No change to rates outlook from election, capex data
The change of government produces little in the way of change to the outlook for interest rates in 2008 with the RBA keen to keep the lid on inflation and leaning towards hiking interest rates again in the new year.
A major driver of the economy over the last three years has been the very strong levels of capital expenditure, that is, business investment. There was a surprise 6.5 per cent dip in the September quarter after a solid performance through the first half of 2007 but it is unlikely that this is signalling the end of the investment boom.
A big drop in building construction was the major factor in the fall. This is at odds with the more important indicators of GDP growth which remain strong – investment in plant and equipment, and in people, or the creation of jobs. There may also have been some temporary uncertainty in the minds of business owners last quarter in the face of a looming federal election and the impact on credit markets from the sub-prime lending fiasco.
Indeed, the Bureau of Statistics estimates for overall capital expenditure this financial year have been lifted 6 per cent from the last quarter and are 20 per cent higher than the estimate for the corresponding quarter last year.

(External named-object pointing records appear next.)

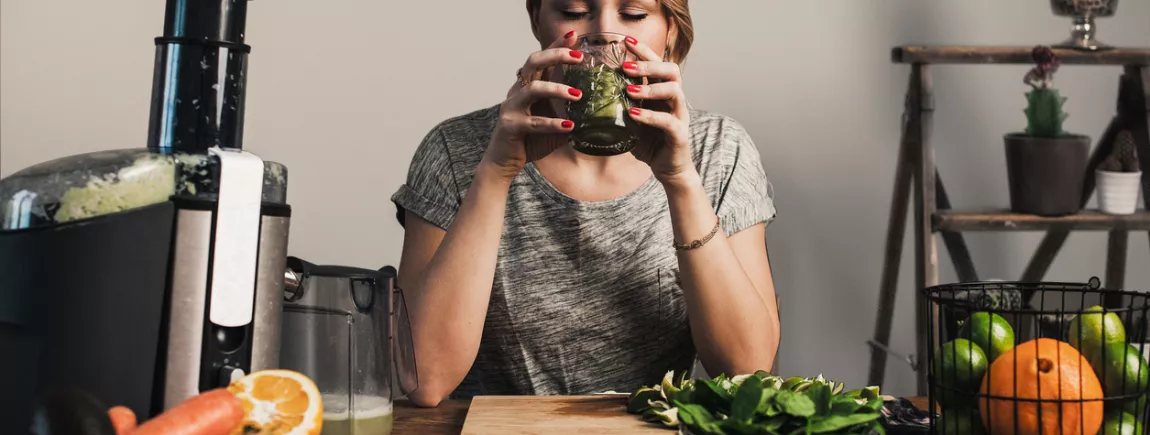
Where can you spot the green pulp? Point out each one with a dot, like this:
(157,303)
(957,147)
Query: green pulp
(603,127)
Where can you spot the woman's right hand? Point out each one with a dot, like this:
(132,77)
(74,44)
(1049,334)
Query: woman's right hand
(521,136)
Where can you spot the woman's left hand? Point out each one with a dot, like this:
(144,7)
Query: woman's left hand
(669,158)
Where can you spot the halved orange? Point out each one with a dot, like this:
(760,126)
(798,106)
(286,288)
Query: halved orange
(278,402)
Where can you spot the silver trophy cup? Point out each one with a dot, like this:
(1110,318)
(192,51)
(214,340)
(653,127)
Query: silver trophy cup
(1083,12)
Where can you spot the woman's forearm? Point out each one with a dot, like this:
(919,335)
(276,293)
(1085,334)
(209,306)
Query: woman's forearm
(450,304)
(734,329)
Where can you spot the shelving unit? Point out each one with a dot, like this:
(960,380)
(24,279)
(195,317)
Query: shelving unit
(933,213)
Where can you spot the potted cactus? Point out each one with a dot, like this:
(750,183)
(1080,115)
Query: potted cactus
(1045,166)
(1119,177)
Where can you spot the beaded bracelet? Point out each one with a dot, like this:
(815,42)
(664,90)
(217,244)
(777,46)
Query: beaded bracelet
(699,243)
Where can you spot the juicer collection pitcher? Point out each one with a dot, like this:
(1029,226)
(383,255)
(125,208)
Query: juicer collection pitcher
(346,328)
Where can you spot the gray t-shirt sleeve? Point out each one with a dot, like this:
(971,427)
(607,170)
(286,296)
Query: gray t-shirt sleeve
(748,197)
(430,190)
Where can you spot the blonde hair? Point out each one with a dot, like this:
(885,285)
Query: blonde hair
(679,15)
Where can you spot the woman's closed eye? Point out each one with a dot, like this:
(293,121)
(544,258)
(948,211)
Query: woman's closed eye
(573,15)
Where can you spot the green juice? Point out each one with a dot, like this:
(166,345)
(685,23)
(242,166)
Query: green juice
(373,416)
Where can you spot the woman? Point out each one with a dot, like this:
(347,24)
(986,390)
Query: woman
(534,269)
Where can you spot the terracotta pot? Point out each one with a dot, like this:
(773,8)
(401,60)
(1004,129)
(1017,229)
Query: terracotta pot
(1047,175)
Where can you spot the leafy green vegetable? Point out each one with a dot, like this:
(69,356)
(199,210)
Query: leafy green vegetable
(759,403)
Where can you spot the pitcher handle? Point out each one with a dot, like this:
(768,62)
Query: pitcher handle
(403,348)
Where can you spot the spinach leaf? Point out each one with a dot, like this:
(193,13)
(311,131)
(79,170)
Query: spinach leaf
(698,419)
(795,404)
(820,395)
(711,396)
(746,399)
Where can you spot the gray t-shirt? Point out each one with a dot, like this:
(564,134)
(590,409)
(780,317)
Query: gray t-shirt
(585,295)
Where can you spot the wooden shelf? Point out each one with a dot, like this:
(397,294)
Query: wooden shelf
(958,221)
(1019,55)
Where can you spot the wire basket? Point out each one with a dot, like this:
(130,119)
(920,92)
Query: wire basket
(1037,358)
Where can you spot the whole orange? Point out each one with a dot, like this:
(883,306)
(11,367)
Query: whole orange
(1022,380)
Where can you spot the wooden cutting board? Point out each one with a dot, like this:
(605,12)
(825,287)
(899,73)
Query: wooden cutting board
(554,414)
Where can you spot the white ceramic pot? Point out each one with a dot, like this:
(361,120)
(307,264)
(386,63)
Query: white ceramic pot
(1118,192)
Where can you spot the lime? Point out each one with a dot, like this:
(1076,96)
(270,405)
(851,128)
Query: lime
(1121,424)
(1122,371)
(1089,333)
(958,372)
(990,332)
(960,421)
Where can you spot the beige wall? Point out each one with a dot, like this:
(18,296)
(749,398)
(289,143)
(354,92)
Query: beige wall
(335,90)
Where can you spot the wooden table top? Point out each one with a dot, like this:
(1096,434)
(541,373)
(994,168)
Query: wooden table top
(447,419)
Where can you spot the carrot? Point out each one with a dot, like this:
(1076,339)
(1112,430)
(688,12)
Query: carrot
(123,419)
(215,412)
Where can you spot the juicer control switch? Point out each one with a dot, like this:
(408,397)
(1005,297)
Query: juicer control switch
(228,374)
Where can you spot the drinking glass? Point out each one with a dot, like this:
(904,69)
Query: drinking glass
(603,126)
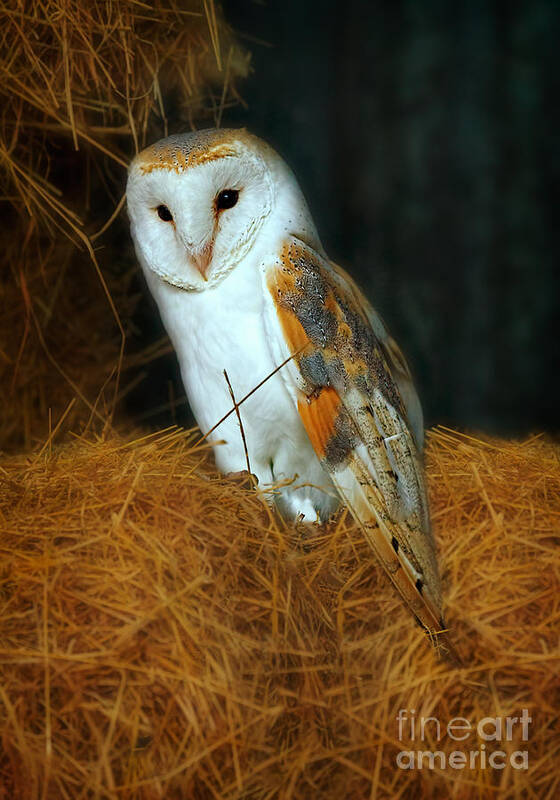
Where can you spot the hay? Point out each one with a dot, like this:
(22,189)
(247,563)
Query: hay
(163,634)
(84,85)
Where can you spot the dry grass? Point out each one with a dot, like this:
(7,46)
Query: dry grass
(163,634)
(85,84)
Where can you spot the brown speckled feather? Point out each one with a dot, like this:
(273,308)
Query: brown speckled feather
(356,400)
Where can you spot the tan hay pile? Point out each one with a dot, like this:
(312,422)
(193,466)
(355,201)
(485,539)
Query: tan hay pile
(84,84)
(164,635)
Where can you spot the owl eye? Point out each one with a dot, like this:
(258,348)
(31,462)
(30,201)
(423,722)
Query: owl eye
(164,214)
(227,199)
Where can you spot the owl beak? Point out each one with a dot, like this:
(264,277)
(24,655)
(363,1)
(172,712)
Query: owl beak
(203,257)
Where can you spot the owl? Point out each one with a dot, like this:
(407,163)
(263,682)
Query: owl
(233,259)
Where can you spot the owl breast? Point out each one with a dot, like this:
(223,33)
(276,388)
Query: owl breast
(223,329)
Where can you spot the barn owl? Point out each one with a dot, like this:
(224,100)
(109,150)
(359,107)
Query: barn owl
(232,257)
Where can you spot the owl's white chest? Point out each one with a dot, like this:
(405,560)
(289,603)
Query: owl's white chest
(223,328)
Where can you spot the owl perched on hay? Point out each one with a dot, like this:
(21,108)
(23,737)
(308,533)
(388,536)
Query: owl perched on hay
(234,262)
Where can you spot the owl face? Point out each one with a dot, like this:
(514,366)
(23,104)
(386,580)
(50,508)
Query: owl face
(197,203)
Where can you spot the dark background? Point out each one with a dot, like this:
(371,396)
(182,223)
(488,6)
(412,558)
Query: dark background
(425,138)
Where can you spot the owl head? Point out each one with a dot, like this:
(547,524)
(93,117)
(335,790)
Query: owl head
(200,203)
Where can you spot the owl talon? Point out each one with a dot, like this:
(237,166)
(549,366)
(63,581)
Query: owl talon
(243,478)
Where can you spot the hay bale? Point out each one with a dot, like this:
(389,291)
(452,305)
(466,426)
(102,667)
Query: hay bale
(164,634)
(85,84)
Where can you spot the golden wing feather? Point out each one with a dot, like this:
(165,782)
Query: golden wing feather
(349,399)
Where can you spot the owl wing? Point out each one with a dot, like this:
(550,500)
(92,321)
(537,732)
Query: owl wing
(356,400)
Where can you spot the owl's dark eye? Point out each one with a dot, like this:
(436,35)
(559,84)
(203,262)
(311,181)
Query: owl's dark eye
(227,199)
(164,214)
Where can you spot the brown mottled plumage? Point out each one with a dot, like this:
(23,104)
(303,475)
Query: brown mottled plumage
(234,261)
(352,410)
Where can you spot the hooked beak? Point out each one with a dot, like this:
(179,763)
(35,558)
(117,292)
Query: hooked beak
(203,257)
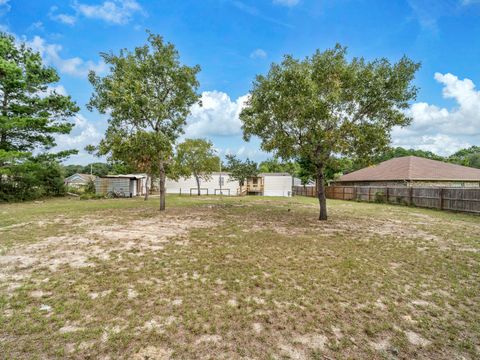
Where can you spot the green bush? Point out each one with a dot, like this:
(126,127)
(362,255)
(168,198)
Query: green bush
(89,196)
(31,179)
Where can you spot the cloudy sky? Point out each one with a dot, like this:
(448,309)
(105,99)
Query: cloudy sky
(232,40)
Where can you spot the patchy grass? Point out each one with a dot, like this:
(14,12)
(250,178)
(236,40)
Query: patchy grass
(237,278)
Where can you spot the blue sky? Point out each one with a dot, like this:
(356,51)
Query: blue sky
(233,40)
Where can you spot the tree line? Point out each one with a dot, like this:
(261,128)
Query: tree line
(322,115)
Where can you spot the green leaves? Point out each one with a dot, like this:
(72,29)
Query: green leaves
(240,170)
(148,95)
(29,115)
(325,106)
(147,88)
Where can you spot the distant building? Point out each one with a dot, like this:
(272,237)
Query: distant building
(217,184)
(413,171)
(266,184)
(123,185)
(79,180)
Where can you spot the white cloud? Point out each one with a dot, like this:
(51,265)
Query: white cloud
(258,54)
(83,133)
(37,25)
(63,18)
(219,115)
(59,89)
(443,130)
(73,66)
(4,6)
(286,2)
(113,11)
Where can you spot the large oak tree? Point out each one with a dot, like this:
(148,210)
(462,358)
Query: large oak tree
(325,105)
(147,92)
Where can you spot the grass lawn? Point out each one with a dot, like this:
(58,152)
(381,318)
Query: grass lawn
(231,278)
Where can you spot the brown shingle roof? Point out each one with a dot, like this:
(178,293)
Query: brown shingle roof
(413,168)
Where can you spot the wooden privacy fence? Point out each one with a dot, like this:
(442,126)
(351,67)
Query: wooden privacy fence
(455,199)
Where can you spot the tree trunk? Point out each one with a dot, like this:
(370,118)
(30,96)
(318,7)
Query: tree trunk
(197,178)
(147,189)
(321,193)
(162,185)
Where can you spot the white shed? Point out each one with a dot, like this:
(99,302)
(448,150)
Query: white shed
(128,185)
(277,184)
(207,187)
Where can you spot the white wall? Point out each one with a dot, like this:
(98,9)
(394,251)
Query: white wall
(212,185)
(277,185)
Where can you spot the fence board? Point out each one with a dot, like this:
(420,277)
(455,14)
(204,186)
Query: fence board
(454,199)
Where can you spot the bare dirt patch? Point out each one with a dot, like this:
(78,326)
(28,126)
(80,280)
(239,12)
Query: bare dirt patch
(99,241)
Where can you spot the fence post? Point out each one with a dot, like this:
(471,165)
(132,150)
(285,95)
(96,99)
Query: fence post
(441,199)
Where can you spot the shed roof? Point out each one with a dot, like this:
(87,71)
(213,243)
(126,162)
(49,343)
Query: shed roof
(127,176)
(85,177)
(274,174)
(414,168)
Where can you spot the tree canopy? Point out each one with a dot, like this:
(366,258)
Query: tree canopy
(326,105)
(30,117)
(240,170)
(467,157)
(147,95)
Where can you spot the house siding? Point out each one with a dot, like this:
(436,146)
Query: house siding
(412,183)
(277,186)
(210,186)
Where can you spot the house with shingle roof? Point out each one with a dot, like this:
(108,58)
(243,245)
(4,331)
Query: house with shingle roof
(413,171)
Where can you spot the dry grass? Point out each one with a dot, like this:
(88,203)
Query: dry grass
(237,278)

The latest figures on private sector borrowing collected by the Reserve Bank are pretty much in keeping with the capex figures with more modest 1.4 per cent growth in business credit in October, down from the near 2 per cent levels in previous months.
Housing credit remains flat at 0.8 per cent growth for the month, the housing market still seemingly stymied by higher interest rates. Personal credit returned to growth, 0.6 per cent for the month, after the distortions of mid year brought on by changes to superannuation.
All in all, the picture is of an economy continuing to bound along with no great sign of it running out of steam in 2008. This means inflation remains the threat and higher interest rates the defence weapon. The main risk to our economy currently comes from overseas where jitters in the US continue over the sub-prime impact on the banking sector and some chance of recession exists.